Care N’ Care Insurance Company, a Medicare Advantage provider, reported a data breach affecting at least 32,452 Texas residents. The breach involved unauthorized access to systems containing both personally identifiable information (PII) and protected health information (PHI).
The compromised data includes names, addresses, dates of birth, Social Security numbers, health insurance details, and medical information. The breach was disclosed to the Texas Attorney General’s Office on October 7, 2025.
The incident has raised concerns due to the nature of the exposed information. A combination of Social Security numbers and medical data can enable both identity theft and medical fraud, where threat actors use stolen details to obtain care, prescriptions, or submit fraudulent claims.
While the full scope of the breach is still being determined, the current report only reflects Texas residents.

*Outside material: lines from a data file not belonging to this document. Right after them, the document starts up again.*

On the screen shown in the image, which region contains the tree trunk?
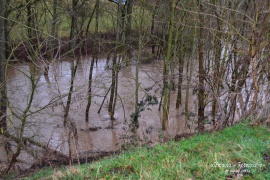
[85,0,99,122]
[44,0,57,76]
[0,0,7,133]
[162,0,175,131]
[198,4,204,132]
[108,3,123,120]
[64,0,78,126]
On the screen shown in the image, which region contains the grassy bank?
[22,123,270,179]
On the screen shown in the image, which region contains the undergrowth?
[25,123,270,180]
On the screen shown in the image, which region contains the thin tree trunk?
[0,0,7,133]
[198,4,204,132]
[85,0,99,122]
[64,0,78,126]
[108,3,123,120]
[176,36,184,109]
[44,0,57,76]
[162,0,175,131]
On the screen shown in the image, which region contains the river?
[0,56,207,168]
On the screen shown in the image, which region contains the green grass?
[9,2,151,40]
[26,123,270,180]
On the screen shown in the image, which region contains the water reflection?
[0,54,196,169]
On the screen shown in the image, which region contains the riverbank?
[13,122,270,179]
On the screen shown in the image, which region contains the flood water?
[0,54,205,169]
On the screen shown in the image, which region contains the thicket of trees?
[0,0,270,173]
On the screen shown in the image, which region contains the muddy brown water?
[0,57,205,168]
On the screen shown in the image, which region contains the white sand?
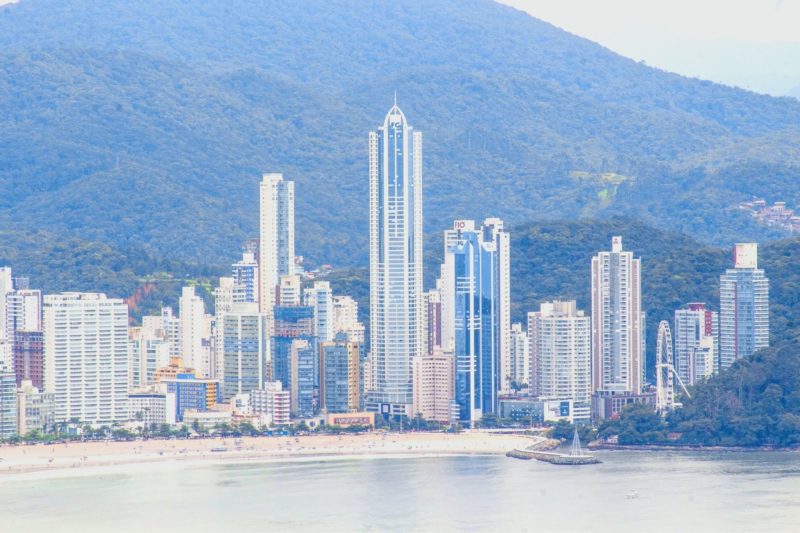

It's not yet clear whether individuals in other states were also affected.
Care N’ Care has stated that it is complying with legal requirements by notifying affected individuals via mail. The company may also offer free credit monitoring or identity protection services, although these details have not been publicly confirmed.
The insurer has not commented on the root cause of the breach, whether it was a ransomware incident, or how the unauthorized access occurred.
According to Paubox report data, the healthcare sector is marked by “severe system vulnerabilities and escalating financial risk,” with the average cost of a data breach “as high as $11 million”, the highest of any industry. The report noted that these risks are compounded by strict regulatory oversight, as the HHS Office for Civil Rights (OCR) warns that organizations must act proactively “and not wait for an incident to reveal long-standing HIPAA deficiencies.” Paubox also found that “31.1% of breached organizations” had multiple unresolved security gaps, showing how poor technical controls and weak enforcement continue to leave patient data exposed across the industry.
Medicare Advantage (Part C) is a private insurance alternative to traditional Medicare that often includes additional benefits like prescription drug coverage, vision, or dental services.
Health insurance information can be used in medical identity theft, which allows criminals to access services, prescriptions, or submit fraudulent claims in someone else’s name.
Under HIPAA and state regulations, insurers must notify affected individuals, report the breach to authorities, and often offer remediation like credit monitoring.
Affected individuals should monitor credit reports, watch for suspicious medical bills, and consider placing fraud alerts or freezes on their credit files.
Beyond immediate identity theft, victims may face higher insurance premiums, denied claims, or years of financial clean-up due to fraudulent medical histories tied to their records.